The photosynthetic device is even more efficient than traditional solar panels.
The process was recently detailed in an article published in the journal of Energy & Environmental Science. An electrical current is propagated through water, where commercial solar cells split the atoms into hydrogen and oxygen. The device can therefore create hydrogen fuel, which contributes no carbon to the atmosphere.
These devices are 22% more energy efficient than traditional models, which have only reached 18% efficiency. Solar plants, meanwhile, are only 1-2% energy efficient on average, so the benefits of this new source of solar energy could be enormous.

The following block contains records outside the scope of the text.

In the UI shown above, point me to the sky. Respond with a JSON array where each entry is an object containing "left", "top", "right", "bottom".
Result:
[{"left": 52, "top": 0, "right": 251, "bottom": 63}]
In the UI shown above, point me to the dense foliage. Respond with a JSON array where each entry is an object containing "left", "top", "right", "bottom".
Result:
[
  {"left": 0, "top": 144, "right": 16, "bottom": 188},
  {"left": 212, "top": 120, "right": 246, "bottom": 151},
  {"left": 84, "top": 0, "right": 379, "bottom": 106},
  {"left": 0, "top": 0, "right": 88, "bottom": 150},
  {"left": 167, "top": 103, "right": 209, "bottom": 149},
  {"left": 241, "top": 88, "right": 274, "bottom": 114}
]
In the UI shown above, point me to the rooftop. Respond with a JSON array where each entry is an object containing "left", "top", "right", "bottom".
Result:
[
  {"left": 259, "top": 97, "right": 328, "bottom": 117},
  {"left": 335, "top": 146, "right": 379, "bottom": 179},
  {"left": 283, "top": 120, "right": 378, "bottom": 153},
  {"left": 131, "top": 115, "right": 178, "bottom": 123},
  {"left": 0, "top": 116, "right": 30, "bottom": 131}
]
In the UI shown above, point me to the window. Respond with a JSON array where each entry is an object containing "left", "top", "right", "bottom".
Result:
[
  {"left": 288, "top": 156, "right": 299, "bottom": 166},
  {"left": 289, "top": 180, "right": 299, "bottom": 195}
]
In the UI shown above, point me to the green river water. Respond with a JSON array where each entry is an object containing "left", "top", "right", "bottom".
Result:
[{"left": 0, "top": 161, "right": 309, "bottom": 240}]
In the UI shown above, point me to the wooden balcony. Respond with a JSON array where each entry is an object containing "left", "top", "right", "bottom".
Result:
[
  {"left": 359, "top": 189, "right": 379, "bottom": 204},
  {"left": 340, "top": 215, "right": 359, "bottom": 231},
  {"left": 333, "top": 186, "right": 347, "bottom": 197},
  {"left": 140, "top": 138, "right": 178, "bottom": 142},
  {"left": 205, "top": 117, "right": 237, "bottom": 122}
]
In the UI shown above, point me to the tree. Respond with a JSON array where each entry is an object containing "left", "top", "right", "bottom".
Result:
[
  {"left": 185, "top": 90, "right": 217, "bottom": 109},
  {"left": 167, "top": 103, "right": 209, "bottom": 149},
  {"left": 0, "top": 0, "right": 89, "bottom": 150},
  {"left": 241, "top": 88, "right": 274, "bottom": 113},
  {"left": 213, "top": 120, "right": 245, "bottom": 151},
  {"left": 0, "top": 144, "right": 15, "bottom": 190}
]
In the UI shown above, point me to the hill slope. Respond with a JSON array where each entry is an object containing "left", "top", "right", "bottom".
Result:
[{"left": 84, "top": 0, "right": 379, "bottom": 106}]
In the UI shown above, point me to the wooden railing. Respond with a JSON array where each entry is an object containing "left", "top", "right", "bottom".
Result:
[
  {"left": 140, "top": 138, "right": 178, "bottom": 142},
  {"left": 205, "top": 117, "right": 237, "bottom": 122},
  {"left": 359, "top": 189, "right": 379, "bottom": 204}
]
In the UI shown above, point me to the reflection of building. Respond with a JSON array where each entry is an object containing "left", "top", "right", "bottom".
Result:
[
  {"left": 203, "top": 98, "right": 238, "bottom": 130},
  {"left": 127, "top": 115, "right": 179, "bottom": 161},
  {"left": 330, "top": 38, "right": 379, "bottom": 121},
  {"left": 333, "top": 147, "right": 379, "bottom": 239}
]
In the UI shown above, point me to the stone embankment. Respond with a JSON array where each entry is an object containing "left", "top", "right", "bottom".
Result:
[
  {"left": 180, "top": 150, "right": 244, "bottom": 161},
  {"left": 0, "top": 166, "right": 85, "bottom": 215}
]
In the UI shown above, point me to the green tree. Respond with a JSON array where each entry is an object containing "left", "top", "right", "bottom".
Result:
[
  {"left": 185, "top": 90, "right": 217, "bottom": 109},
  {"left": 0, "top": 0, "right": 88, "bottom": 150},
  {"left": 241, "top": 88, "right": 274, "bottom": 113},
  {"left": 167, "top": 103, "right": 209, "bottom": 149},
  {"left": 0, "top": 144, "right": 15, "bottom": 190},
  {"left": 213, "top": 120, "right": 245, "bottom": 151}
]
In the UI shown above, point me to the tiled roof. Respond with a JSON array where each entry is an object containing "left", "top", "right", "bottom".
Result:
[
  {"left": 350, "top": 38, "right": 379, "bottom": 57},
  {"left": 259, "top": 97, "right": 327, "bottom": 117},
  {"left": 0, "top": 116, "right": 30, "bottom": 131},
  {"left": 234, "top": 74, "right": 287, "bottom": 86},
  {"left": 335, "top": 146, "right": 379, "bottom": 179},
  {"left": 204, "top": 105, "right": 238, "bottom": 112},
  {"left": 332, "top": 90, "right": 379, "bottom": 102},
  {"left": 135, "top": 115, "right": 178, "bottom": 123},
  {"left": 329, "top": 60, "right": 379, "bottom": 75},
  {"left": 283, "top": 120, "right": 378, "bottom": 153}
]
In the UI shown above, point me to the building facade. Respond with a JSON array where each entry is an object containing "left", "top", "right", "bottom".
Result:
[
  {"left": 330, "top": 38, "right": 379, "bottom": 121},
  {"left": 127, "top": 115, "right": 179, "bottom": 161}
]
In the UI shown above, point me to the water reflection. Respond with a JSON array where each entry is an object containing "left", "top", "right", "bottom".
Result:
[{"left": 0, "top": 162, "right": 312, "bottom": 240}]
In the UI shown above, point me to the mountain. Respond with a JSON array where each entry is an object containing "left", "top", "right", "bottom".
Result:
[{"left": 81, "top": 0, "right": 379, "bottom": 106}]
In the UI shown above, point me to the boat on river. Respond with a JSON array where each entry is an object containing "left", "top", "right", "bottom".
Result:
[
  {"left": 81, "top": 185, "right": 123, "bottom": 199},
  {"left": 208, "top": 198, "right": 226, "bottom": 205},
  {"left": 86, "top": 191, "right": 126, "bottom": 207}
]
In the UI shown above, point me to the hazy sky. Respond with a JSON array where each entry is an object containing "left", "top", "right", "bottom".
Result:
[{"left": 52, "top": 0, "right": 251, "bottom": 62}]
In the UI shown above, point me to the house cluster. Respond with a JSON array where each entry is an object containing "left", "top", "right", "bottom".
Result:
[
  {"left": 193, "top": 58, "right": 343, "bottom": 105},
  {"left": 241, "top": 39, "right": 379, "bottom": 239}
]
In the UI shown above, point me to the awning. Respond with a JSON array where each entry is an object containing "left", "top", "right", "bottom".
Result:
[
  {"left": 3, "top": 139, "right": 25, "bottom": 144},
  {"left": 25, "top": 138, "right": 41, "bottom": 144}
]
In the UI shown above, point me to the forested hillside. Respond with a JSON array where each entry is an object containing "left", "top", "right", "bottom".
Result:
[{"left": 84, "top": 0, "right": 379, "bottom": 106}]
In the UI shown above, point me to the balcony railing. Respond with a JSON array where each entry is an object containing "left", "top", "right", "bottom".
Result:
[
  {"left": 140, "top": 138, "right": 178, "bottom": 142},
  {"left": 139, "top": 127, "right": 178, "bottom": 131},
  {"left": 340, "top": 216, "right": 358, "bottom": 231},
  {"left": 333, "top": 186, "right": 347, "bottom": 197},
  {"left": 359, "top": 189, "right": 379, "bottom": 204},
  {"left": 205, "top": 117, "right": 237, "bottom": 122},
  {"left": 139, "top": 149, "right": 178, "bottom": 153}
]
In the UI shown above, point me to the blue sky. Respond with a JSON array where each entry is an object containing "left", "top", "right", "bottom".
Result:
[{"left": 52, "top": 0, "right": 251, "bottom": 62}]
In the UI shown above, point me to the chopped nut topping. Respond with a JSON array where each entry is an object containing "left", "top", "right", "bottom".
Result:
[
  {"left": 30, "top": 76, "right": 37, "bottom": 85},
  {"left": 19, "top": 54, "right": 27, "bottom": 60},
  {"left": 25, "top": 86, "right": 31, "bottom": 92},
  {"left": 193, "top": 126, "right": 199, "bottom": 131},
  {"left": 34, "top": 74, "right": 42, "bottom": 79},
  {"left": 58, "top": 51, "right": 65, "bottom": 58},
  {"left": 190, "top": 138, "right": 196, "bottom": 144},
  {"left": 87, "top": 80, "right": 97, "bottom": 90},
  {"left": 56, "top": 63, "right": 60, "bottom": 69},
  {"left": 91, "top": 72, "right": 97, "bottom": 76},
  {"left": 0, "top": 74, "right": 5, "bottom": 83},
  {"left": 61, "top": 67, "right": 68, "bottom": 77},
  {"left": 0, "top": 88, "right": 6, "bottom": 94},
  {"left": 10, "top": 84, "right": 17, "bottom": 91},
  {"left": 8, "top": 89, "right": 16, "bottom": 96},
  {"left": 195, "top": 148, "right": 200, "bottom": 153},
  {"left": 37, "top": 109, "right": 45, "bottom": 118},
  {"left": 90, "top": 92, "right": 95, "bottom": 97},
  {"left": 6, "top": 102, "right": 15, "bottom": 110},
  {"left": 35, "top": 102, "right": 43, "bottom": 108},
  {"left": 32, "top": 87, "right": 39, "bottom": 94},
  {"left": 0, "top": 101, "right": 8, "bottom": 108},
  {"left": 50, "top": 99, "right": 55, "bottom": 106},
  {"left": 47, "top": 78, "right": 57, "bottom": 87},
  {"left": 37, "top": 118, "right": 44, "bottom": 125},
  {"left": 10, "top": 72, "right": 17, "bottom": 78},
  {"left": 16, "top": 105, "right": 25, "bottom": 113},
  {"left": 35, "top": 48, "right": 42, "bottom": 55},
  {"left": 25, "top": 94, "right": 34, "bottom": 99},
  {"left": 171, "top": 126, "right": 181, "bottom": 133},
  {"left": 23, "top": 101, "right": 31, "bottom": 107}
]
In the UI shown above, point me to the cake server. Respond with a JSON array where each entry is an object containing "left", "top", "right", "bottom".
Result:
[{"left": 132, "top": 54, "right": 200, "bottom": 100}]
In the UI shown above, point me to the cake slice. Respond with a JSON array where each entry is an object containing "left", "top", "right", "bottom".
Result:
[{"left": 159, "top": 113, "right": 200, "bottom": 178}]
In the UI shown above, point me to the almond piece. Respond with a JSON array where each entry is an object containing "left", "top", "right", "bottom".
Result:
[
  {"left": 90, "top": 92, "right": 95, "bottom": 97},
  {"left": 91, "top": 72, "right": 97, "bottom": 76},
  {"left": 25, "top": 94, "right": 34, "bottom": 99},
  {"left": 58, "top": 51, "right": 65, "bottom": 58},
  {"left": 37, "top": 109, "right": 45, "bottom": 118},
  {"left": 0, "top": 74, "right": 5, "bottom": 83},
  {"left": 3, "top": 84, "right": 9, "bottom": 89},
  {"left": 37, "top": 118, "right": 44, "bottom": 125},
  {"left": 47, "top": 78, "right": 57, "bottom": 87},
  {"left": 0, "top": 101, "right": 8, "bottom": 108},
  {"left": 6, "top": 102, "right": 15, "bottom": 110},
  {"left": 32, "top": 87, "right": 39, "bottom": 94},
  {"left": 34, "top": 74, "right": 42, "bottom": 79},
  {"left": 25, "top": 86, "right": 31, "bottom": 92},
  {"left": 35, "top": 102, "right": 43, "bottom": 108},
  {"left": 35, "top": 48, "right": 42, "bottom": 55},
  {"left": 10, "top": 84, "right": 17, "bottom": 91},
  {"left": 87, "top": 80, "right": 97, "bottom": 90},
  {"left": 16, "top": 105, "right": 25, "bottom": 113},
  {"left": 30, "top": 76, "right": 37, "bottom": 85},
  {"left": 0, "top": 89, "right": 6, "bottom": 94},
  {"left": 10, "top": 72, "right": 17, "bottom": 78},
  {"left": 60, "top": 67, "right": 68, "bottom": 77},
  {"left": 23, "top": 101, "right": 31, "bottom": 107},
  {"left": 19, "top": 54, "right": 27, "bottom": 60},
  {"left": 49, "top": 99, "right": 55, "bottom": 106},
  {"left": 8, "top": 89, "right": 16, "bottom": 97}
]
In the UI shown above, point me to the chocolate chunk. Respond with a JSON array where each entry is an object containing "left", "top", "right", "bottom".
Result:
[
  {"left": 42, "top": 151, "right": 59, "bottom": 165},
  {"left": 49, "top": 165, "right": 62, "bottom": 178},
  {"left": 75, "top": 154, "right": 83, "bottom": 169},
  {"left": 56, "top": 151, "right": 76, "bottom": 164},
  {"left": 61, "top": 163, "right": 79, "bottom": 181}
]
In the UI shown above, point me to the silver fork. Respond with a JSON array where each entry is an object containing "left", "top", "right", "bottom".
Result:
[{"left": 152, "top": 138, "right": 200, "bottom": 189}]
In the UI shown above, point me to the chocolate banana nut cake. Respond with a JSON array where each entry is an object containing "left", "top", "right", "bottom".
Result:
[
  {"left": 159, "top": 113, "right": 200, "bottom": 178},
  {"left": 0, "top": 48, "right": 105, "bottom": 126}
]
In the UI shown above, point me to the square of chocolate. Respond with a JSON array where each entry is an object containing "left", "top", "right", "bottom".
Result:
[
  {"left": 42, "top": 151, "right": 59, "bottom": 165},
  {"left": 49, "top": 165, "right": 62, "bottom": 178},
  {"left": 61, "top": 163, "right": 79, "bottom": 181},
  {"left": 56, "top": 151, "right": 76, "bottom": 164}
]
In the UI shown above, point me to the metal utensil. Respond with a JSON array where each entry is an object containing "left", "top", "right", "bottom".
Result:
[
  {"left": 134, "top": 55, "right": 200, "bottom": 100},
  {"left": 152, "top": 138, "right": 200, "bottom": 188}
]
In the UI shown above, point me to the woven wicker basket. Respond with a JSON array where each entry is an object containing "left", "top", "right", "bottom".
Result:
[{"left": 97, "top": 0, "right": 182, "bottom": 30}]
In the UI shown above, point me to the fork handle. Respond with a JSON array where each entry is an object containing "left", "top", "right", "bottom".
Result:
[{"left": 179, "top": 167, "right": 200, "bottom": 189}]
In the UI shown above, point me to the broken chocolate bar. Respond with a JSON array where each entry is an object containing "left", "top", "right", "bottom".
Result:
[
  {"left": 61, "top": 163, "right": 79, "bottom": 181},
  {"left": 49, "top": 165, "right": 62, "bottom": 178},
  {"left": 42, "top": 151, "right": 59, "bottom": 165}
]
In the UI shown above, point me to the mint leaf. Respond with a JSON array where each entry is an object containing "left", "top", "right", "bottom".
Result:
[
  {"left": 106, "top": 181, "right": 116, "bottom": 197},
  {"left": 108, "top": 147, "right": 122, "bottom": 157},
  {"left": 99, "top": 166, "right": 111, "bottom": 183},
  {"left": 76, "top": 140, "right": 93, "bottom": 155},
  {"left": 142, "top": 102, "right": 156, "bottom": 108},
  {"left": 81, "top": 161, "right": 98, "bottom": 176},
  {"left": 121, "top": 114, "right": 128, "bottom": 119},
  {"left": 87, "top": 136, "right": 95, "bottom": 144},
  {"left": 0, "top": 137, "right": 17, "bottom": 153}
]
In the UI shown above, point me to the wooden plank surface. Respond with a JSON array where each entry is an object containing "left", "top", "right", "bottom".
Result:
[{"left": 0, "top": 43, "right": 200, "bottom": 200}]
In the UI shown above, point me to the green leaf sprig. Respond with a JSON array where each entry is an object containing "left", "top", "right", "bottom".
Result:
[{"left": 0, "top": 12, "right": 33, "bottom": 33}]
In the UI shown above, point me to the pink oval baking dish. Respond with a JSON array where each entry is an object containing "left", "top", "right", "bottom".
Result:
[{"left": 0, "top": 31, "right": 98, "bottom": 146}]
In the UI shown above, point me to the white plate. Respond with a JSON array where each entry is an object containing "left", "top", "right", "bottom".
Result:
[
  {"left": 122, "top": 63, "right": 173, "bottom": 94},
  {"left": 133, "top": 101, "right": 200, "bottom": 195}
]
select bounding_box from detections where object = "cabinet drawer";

According to Professor Doug MacFarlane, it will unfortunately be a long time before the technology is available on the market. Professor MacFarlane was also one of the lead authors for the study and is also responsible for the Energy Program of the ARC Centre of Excellence for Electromaterials Science in Melbourne. He believes that electricity prices are currently too low to act as an incentive for manufacturers to adopt the method.
He and his team continue to work, however, striving to reach 30% efficiency with their new devices. Their work now will shape the future of energy and help humans find a way to coexist with the environment.